Citrix recently released some updated code for Presentation Server 4.0 that lets Web Interface authenticate users via Active Directory Federation Services (ADFS).
ADFS is a new feature included in the R2 release of Windows Server 2003. (Read a white paper from Microsoft about ADFS.) In a nutshell, ADFS lets an administrator share users’ identity information outside of their organization. Multiple organizations become part of a “federated system” with each organization having its own back-end security and identity technologies. The federated language standards describe an XML-based standard the two systems can use to communicate with each other.
Since this sounds kind of confusing, let’s work through a real-world example. Imagine that you’re starting a consulting project with us, The Brian Madden Company. If you need access to our servers and data, then we would have to give you a user account in our “brianmadden” AD domain. Of course since you also have your own user account in your own domain, you’re dealing with two accounts. This might not be so bad, except that the chances are high that the two domains have different security policies (password complexity, expiration dates, etc.). This means that you’ll have to manage multiple accounts with multiple passwords.
In a federated identity management system, there would be a way for us (The Brian Madden Company) to add your own account from your own domain to our brianmadden domain. This would mean that you would be able to use your own account to access brianmadden domain resources. In a way this is similar to setting up a Windows domain trust relationship, except that it operates at the individual account level and doesn’t have the same security problems / requirements of setting up a domain trust. Federation is more like an open single sign on solution that works across the Internet and between systems from different vendors.

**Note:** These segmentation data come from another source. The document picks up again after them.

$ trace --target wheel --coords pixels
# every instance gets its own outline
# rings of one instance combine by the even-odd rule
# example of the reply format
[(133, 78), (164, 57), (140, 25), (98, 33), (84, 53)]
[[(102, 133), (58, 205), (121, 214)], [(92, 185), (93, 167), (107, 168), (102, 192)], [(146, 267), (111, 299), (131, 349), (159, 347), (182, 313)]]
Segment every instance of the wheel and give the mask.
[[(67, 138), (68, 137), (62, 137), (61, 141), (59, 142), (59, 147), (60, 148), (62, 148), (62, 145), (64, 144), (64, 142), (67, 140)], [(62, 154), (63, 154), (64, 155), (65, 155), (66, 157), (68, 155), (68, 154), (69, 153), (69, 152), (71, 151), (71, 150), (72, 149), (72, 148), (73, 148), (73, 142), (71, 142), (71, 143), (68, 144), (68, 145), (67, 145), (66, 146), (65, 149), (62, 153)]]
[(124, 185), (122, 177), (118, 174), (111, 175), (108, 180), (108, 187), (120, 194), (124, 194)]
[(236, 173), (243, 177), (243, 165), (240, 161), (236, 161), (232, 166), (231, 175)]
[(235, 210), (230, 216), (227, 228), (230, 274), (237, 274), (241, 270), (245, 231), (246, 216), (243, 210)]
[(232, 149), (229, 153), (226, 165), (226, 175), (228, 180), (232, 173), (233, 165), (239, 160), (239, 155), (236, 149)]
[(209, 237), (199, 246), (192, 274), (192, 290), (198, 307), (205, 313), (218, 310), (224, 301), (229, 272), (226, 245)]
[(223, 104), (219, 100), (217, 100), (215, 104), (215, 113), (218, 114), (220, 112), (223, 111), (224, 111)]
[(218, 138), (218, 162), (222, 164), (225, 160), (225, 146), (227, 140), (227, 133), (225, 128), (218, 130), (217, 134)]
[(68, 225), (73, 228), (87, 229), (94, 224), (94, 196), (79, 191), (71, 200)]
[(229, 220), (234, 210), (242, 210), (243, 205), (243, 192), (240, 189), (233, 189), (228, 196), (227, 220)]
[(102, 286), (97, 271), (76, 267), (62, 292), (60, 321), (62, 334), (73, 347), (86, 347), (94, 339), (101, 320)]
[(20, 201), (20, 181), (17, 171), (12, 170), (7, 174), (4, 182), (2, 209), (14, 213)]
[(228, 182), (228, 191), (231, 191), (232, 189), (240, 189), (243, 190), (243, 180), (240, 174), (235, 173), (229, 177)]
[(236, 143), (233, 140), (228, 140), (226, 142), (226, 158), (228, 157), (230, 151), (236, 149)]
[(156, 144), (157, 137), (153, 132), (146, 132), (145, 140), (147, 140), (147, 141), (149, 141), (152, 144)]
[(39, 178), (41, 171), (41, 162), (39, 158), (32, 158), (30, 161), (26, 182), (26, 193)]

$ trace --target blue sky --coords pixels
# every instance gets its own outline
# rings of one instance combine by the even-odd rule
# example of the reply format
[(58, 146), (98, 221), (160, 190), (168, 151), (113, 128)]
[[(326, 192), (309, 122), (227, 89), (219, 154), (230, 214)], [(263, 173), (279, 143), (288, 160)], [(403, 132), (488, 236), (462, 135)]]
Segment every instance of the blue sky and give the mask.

How does Citrix fit into this?
Using pure Windows, ADFS can only be used to provide federated access to web applications. However, Citrix Presentation Server lets you extend this to any Windows application via ICA. To do this, you need two components from Citrix:
- Hotfix PSE400R01W2K3051 for your Presentation Server(s). This hotfix requires the Hotfix Rollup Package 1 (HRP1) for PS4.)
- A special version of Web Interface that has ADFS support. This is available for free from MyCitrix. It’s a unique version of WI that does not support other, non-ADFS authentication methods. The next release of WI will have ADFS authentication integrated into the full WI package.
ADFS support was originally on the roadmap for the “Ohio” release of Presentation Server (estimated 4Q 2006), but Citrix made this code available today for people who need it ASAP. They’ve also created a dedicated WI+ADFS support forum on citrix.com.